Package 'ClusVis'

Title: Gaussian-Based Visualization of Gaussian and Non-Gaussian Model-Based Clustering
Description: Gaussian-Based Visualization of Gaussian and Non-Gaussian Model-Based Clustering done on any type of data. Visualization is based on the probabilities of classification.
Authors: Christophe Biernacki [aut], Matthieu Marbac [aut, cre], Vincent Vandewalle [aut]
Maintainer: Matthieu Marbac <[email protected]>
License: GPL (>= 2)
Version: 1.2.0
Built: 2024-12-09 06:46:28 UTC
Source: CRAN

Help Index


Gaussian-Based Visualization of Gaussian and Non-Gaussian Model-Based Clustering.

Description

The main function for parameter inference is clusvis. Moreover, specific functions clusvisVarSelLCM and clusvisMixmod are implemented to visualize the results of the R package VarSelLCM and Rmixmod. After parameter inference, visualization is done with function plotDensityClusVisu.

Details

Package: ClusVis
Type: Package
Version: 1.1.0
Date: 2018-04-18
License: GPL-3
LazyLoad: yes

Author(s)

Biernacki, C. and Marbac, M. and Vandewalle, V.

Examples

## Not run: 

 ## First example: R package Rmixmod
 # Package loading
 require(Rmixmod)

 # Data loading (categorical data)
 data("congress")
 # Model-based clustering with 4 components
 set.seed(123)
 res <- mixmodCluster(congress[,-1], 4, strategy = mixmodStrategy(nbTryInInit = 500, nbTry=25))

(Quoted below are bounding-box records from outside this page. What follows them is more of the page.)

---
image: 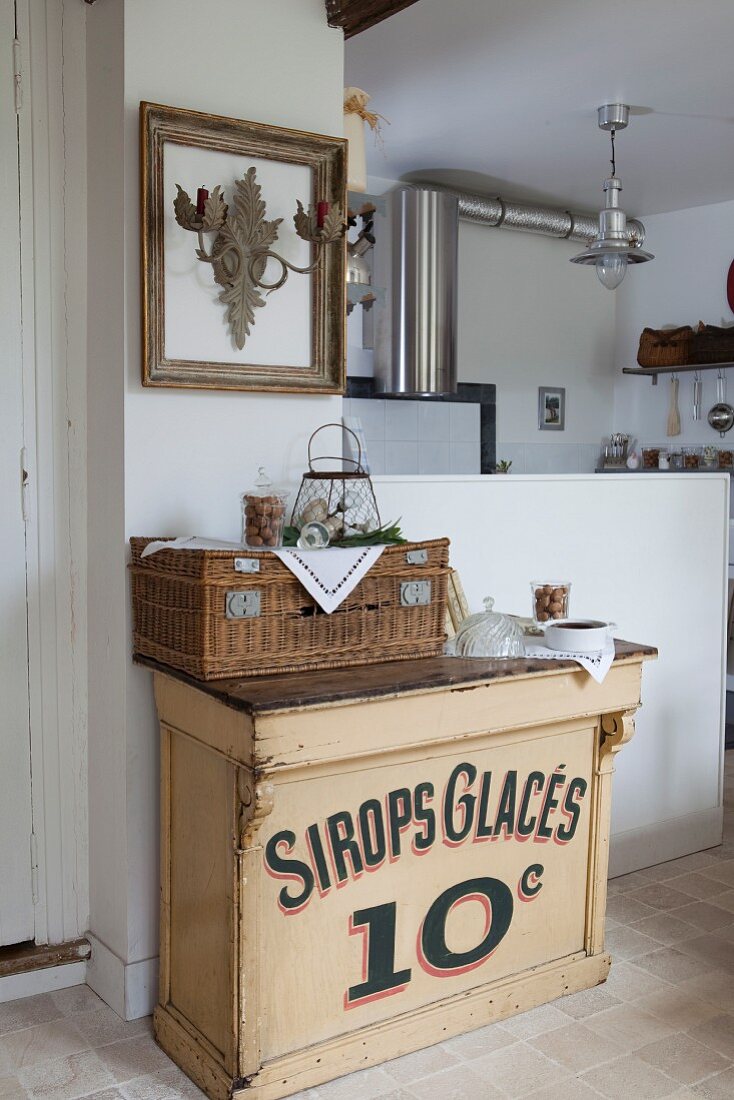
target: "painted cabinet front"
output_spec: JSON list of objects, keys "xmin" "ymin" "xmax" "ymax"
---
[{"xmin": 149, "ymin": 647, "xmax": 654, "ymax": 1100}]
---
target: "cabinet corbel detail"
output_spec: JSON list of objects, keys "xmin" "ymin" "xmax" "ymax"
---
[
  {"xmin": 237, "ymin": 770, "xmax": 275, "ymax": 853},
  {"xmin": 600, "ymin": 711, "xmax": 635, "ymax": 766},
  {"xmin": 587, "ymin": 710, "xmax": 635, "ymax": 955}
]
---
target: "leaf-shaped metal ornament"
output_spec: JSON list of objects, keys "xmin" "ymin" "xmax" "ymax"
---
[
  {"xmin": 201, "ymin": 184, "xmax": 228, "ymax": 233},
  {"xmin": 293, "ymin": 199, "xmax": 316, "ymax": 241},
  {"xmin": 211, "ymin": 168, "xmax": 282, "ymax": 350},
  {"xmin": 319, "ymin": 202, "xmax": 347, "ymax": 244},
  {"xmin": 174, "ymin": 167, "xmax": 346, "ymax": 350},
  {"xmin": 173, "ymin": 184, "xmax": 201, "ymax": 232}
]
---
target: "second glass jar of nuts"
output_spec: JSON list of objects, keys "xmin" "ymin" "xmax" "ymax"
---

 # Inference of the parameters used for results visualization
 # (specific for Rmixmod results)
 # It is better because probabilities of classification are generated
 # by using the model parameters
 resvisu <- clusvisMixmod(res)

 # Component interpretation graph
 plotDensityClusVisu(resvisu)

 # Scatter-plot of the observation memberships
 plotDensityClusVisu(resvisu,  add.obs = TRUE)


## Second example: R package Rmixmod
# Package loading
require(Rmixmod)
 
# Data loading (categorical data)
data(birds)

# Model-based clustering with 3 components
resmixmod <- mixmodCluster(birds, 3)

# Inference of the parameters used for results visualization (general approach)
# Probabilities of classification are not sampled from the model parameter,
# but observed probabilities of classification are used for parameter estimation
resvisu <- clusvis(log(resmixmod@bestResult@proba),
                   resmixmod@bestResult@parameters@proportions)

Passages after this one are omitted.